L'Irlande adopte une loi interdisant les marchandises des colonies israéliennes, mais exclut les services face aux critiques de l'opposition
Le Dáil a approuvé une loi interdisant l'importation de marchandises provenant des colonies israéliennes dans les territoires palestiniens occupés, mais le gouvernement a rejeté un amendement de l'opposition visant à étendre l'interdiction aux services.
Contexte
Le projet de loi, intitulé officiellement « Loi de 2026 sur les colonies israéliennes dans le territoire palestinien occupé (interdiction d'importation de marchandises) », trouve son origine dans une proposition de 2018 de la sénatrice indépendante Frances Black. Son projet de loi sur les territoires occupés visait à interdire tout commerce, biens et services, en provenance des colonies israéliennes illégales. Cette relance a pris de l'ampleur après l'avis consultatif de la Cour internationale de justice (CIJ) en juillet 2024, qui concluait que l'occupation israélienne violait le droit international.
- La sénatrice Frances Black rédige le projet de loi sur les territoires occupés, appelant à une interdiction des marchandises et services israéliens en provenance des territoires palestiniens occupés.
- Le projet de loi est adopté par le Dáil et le Seanad, mais le gouvernement émet des réserves sur les aspects juridiques pratiques.
- La Cour internationale de justice rend un avis consultatif concluant que l'occupation israélienne viole le droit international.
- Le projet de loi connaît de nouveaux retards dans un contexte d'attention politique accrue après les attaques du 7 octobre et la réponse militaire israélienne.
- Le Dáil adopte le projet de loi du gouvernement interdisant les marchandises des colonies israéliennes ; les services sont exclus.
Ce que fait la loi
La version du gouvernement, adoptée mardi, interdit uniquement l'importation de marchandises en provenance de « certaines colonies israéliennes ». Elle remplace le projet de loi plus large de Frances Black et se présente comme un moyen pour l'Irlande de remplir ses obligations internationales découlant de l'avis de la CIJ. La loi devrait entrer en vigueur avant la pause estivale de l'Oireachtas, le 16 juillet.
Débat sur l'exclusion des services
Les partis d'opposition ont estimé que le projet de loi était vidé de sa substance en omettant les services, qui représentent selon eux environ 70 % des échanges.
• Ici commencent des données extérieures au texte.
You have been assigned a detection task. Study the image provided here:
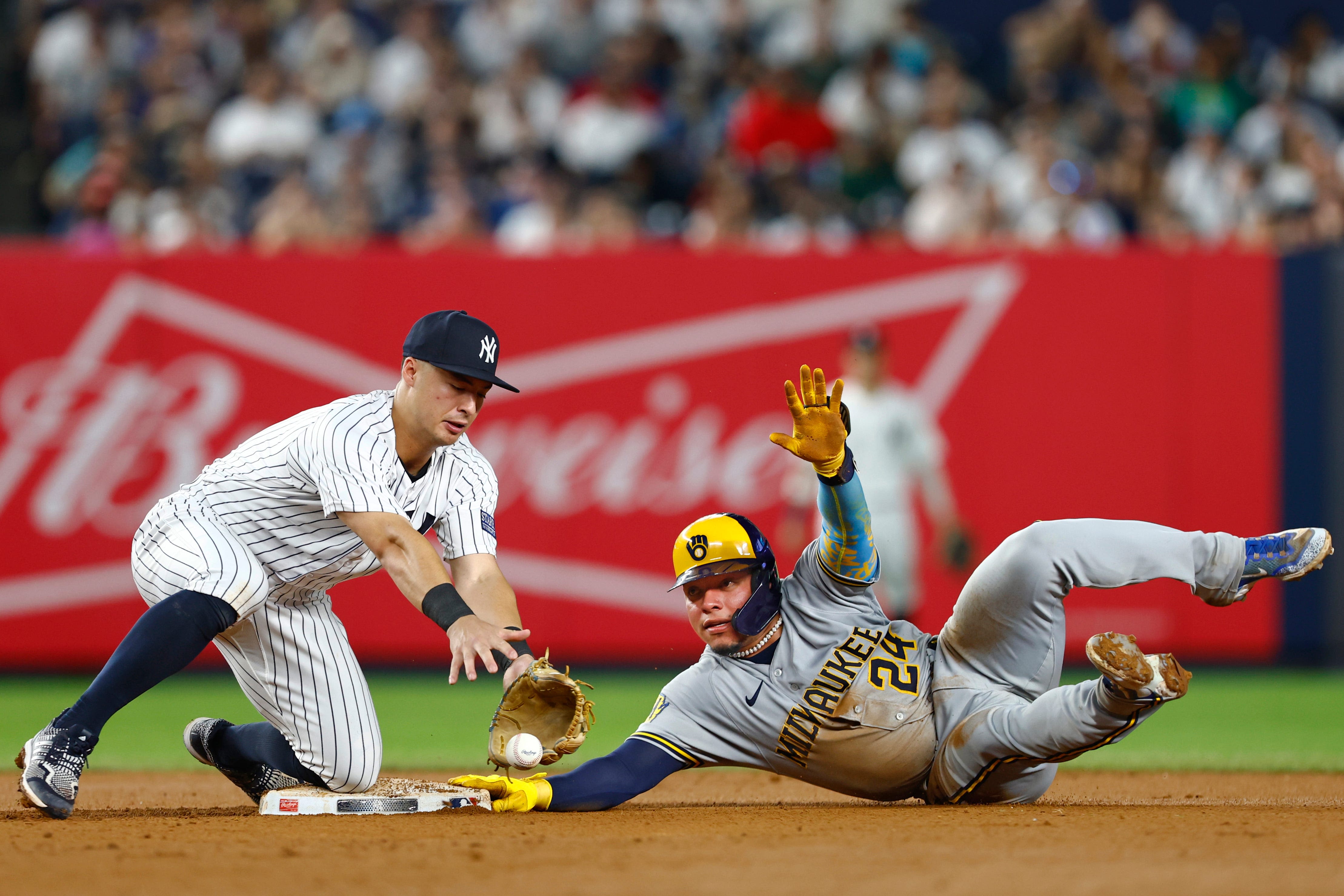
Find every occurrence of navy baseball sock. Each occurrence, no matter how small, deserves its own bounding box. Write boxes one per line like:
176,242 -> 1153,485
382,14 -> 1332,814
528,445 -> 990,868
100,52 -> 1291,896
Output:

Les amendements visant à inclure les services ont été rejetés. Le député du Sinn Féin Donnchadh Ó Laoghaire a qualifié cette exclusion de « décision politique ». Le député de People Before Profit, Paul Murphy, a accusé le gouvernement de suspendre une politique étrangère indépendante « pour le bénéfice des multinationales américaines et par peur de fâcher Donald Trump ».
Nous avons suspendu une politique étrangère indépendante pour le bénéfice des multinationales américaines et par peur de fâcher Donald Trump, c'est ce qui se passe ici.
Le ministre d'État Neale Richmond a défendu le projet de loi, affirmant qu'il « répond pleinement » à l'engagement du programme gouvernemental. Il a qualifié l'idée que la loi soit motivée par des pressions américaines de « théorie du complot » et a prévenu qu'inclure les services rendrait le texte « inapplicable et grandement vulnérable à des contestations judiciaires ».
Le gouvernement a pris une décision suite à l'avis de la CIJ, estimant qu'il y avait une opportunité de s'appuyer sur le bon travail de la sénatrice Black et de présenter un texte législatif qui nous mènera en partie vers cet objectif.
Contexte international
Cette initiative irlandaise est l'une des mesures commerciales les plus ambitieuses d'Europe concernant l'occupation israélienne. Le gouvernement a souligné que la législation européenne crée des « défis énormes » pour l'application d'une interdiction des services et que les États membres doivent identifier le niveau juridique approprié pour agir. Des discussions similaires sont en cours au niveau de l'UE concernant l'accord de partenariat UE-Israël.
Prochaines étapes
Le projet de loi étant désormais à l'étape du rapport et de la finale au Dáil et au Seanad, il devrait être promulgué avant la pause estivale. La ministre des Affaires étrangères, Helen McEntee, a été en contact avec le procureur général, Rossa Fanning, pour garantir la solidité juridique du texte.